Many town halls believe that point is fast approaching. After nearly a decade of cuts, councils spend a fifth less than in 2010; larger councils now spend 60% of their diminished budget on adult and children’s social care, meaning other services – parks, libraries, swimming pools, Sure Start centres, fixing potholes, bus subsidies, winter road gritting, museums – have had to be eviscerated.

Even Tory council leaders are in open revolt, warning that cuts have gone too far, while Tory-run Northamptonshire infamously went bankrupt. Some councils warn that they can only offer “bare legal minimum” service levels, even as they ask residents to pay more council tax. Some councils have staved off insolvency only by fire sales of property assets.
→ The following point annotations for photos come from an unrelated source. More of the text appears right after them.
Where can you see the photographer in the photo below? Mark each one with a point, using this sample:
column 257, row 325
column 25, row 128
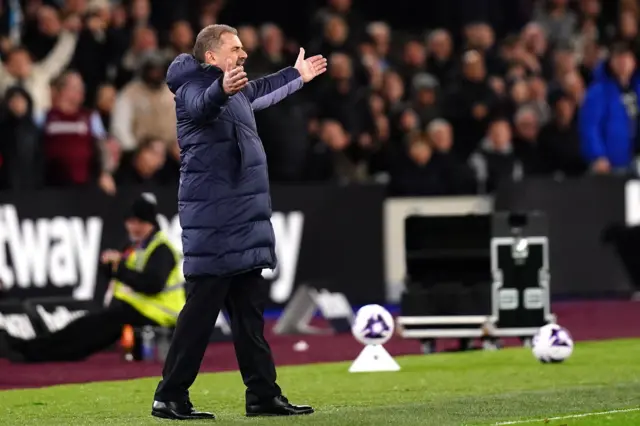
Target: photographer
column 148, row 290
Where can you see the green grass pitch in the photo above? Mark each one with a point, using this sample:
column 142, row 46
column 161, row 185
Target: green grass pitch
column 473, row 388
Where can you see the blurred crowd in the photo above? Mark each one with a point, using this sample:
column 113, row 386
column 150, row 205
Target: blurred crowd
column 429, row 113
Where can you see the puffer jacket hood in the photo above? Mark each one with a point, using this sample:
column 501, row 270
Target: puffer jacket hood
column 186, row 68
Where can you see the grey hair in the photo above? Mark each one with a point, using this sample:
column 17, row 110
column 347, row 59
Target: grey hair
column 437, row 32
column 524, row 110
column 436, row 124
column 209, row 39
column 265, row 28
column 378, row 25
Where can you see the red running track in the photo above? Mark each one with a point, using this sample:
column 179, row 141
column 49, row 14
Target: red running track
column 585, row 320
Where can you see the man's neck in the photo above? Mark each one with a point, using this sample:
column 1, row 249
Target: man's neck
column 67, row 108
column 142, row 169
column 624, row 81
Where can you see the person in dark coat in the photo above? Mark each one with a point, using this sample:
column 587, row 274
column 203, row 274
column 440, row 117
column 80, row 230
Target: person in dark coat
column 21, row 154
column 225, row 208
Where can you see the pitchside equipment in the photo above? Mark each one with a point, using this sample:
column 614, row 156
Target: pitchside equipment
column 476, row 276
column 373, row 327
column 306, row 301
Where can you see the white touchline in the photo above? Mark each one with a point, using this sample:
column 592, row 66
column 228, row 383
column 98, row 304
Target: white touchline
column 574, row 416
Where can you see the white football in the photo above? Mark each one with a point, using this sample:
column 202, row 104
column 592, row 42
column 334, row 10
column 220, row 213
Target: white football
column 552, row 343
column 373, row 325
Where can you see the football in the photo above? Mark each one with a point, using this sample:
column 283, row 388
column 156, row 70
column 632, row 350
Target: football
column 373, row 325
column 552, row 344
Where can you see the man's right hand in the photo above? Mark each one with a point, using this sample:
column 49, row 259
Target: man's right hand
column 234, row 79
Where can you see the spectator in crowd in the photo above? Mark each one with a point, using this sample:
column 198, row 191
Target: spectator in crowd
column 420, row 171
column 21, row 157
column 329, row 159
column 105, row 102
column 495, row 161
column 144, row 165
column 526, row 128
column 180, row 40
column 344, row 10
column 470, row 103
column 19, row 69
column 557, row 20
column 144, row 42
column 145, row 107
column 93, row 52
column 609, row 115
column 146, row 279
column 440, row 56
column 460, row 176
column 425, row 98
column 559, row 142
column 385, row 85
column 271, row 56
column 72, row 139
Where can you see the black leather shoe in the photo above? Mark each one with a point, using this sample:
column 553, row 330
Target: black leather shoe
column 278, row 406
column 178, row 411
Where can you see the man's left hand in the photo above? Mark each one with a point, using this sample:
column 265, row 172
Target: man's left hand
column 311, row 67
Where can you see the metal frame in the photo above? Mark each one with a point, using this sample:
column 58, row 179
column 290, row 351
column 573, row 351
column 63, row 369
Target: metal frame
column 544, row 280
column 482, row 326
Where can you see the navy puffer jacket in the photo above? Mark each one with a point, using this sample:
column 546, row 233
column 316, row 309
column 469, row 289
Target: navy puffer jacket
column 223, row 200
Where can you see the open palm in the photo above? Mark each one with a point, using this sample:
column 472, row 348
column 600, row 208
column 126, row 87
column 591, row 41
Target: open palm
column 311, row 67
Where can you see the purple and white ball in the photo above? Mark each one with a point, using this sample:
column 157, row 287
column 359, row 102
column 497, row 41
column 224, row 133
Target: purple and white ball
column 552, row 344
column 373, row 325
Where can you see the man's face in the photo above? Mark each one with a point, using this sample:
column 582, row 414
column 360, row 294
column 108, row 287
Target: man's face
column 19, row 64
column 230, row 47
column 565, row 109
column 527, row 127
column 137, row 229
column 73, row 90
column 182, row 35
column 623, row 64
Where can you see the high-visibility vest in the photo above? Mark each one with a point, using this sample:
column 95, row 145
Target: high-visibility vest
column 164, row 307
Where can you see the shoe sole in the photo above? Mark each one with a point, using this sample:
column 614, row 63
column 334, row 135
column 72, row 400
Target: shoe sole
column 306, row 413
column 162, row 415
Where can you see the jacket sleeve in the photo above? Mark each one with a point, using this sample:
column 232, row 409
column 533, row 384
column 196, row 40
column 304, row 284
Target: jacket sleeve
column 201, row 103
column 152, row 279
column 122, row 121
column 271, row 89
column 59, row 57
column 590, row 122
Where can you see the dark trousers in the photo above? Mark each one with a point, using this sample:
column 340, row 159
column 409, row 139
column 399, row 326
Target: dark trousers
column 243, row 296
column 82, row 337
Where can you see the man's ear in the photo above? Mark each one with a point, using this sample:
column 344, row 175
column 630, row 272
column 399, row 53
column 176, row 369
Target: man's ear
column 210, row 57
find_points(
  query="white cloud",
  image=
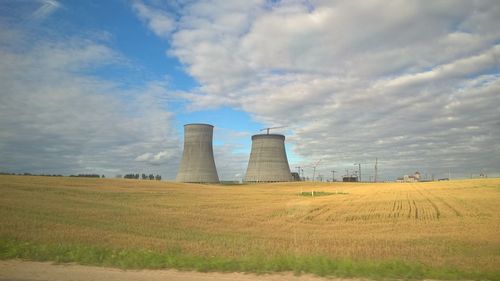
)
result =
(46, 8)
(397, 80)
(54, 118)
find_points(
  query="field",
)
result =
(440, 230)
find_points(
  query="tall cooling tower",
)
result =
(197, 164)
(268, 162)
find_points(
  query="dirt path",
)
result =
(16, 270)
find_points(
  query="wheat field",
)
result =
(452, 224)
This week’s media focus on knife crime has highlighted the hitherto largely neglected devastation of local authority youth services, which have faced a 62% cut, from £1bn in 2008-09 to £388m in 2016-17. Since 2012, more than 600 youth centres and nearly 139,000 youth service places across the UK have been axed.

Social care

Around 1.4 million adults in the UK fail to get the basic social care support they need, such as help with washing, dressing and eating, according to the charity Age UK. Rising demand from an ageing population, coupled with shrinking budgets, has led to ever tighter rationing.

Since 2010, adult social care spending in England has shrunk by £7bn, with the government averting crises with a series of “sticking plaster” funding packages. Long promised plans for putting social care funding on a sustainable level have been lost in the Brexit long grass, while there is little optimism the autumn public spending review will come to the rescue.

In children’s social care, welfare cuts, soaring poverty levels and rising parental mental illness have contributed to an explosion in child protection activity. Since 2010, assessments of children at risk of harm or neglect have gone up 77%, while child protection plans increased by a quarter, and children in care increased by 15%.

English councils predict a £2bn budget shortfall in children’s services by 2020, forcing growing cuts to preventive services such as family support to meet the cost of child protection.

Nurse on a ward at a hospital



Photograph: Peter Byrne/PA

NHS

Eight years of tiny budget increases have left the NHS in England seriously overstretched, chronically understaffed and £4bn in the red.

Limiting the NHS to 1% rises – far below the historic 3.7% average – has also forced patients to endure increasingly long waits for A&E care, cancer treatment, planned operations and to see a GP at their local surgery.

In-depth research published last week found levels of public satisfaction across Britain with the NHS at their lowest ever (53%) and the highest levels ever of dissatisfaction with GP services. Delays in accessing care were the main driver of rising discontent, it found.

Niall Dickson, chief executive of the NHS Confederation, said that “these findings show the inevitable consequence of starving the NHS of funding for the best part of a decade”.

Police

Police chiefs have long been warning about the impact of budget cuts on their ability to do their job, and the issue has come to the fore with the escalating concern about violent crime.

Home Office research leaked to the Guardian last year found that falling officer numbers were likely to be “an underlying driver that has allowed the rise [in violent crime] to continue”.

In Theresa May’s six years as home secretary to 2016, police numbers fell by 20,000 as she slashed their budgets while insisting that they could cut crime by eliminating inefficiencies. The number of officers fell from a peak of 144,353 in 2009 to 122,404 by March 2018.

The chancellor, Philip Hammond, has trumpeted the extra £970m in police funding pledged for the next financial year. However, police chiefs have warned that this is too low, and that some of the cash will be swallowed up by other liabilities, possibly leading to a further fall in headcount.